Autism statistics from the U.S. Centers for Disease Control and Prevention (CDC) identify around 1 in 68 American children as on the autism spectrum–a ten-fold increase in prevalence in 40 years.

Autism is now the fastest-growing serious developmental disorder in the U.S.

Boys are nearly five times more likely than girls to have autism. The Centers for Disease Control and Prevention (CDC) identifies 1 in 42 boys and 1 in 189 girls as having autism spectrum disorder (ASD).

There is no medical detection or cure for autism.

On average, autism costs a family $60,000 a year.

The National Institutes of Health spend $169 million per year directly on autism research; that’s 0.55% of their $30.86 billion budget.

The following “red flags” are used to indicate a child’s risk for an autism spectrum disorder: no big smiles or other warm, joyful expressions by six months or thereafter; no back-and-forth sharing of sounds, smiles, or other facial expressions by nine months; no babbling by 12 months; no back-and-forth gestures such as pointing, showing, reaching, or waving by 12 months; no words by 16 months; no meaningful, two-word phrases (not including imitating or repeating) by 24 months; any loss of speech, babbling, or social skills at any age.

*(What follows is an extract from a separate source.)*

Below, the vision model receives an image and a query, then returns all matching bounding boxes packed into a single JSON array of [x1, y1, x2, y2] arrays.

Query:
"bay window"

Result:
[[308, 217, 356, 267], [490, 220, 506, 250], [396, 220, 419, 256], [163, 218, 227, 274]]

Most cases of autism involve a complex and variable combination of genetic risk and environmental factors that influence early brain development.

Many persons with autism have exceptional visual skills, and/or excel in music, math and art.

Asperger syndrome is an autism spectrum disorder (ASD) considered to be on the “high functioning” end of the spectrum.

PDD-NOS, or Pervasive Developmental Disorder-Not Otherwise Specified, is the diagnosis applied to children or adults who are on the autism spectrum but do not fully meet the criteria for another ASD such as autistic disorder (sometimes called “classic” autism) or Asperger Syndrome.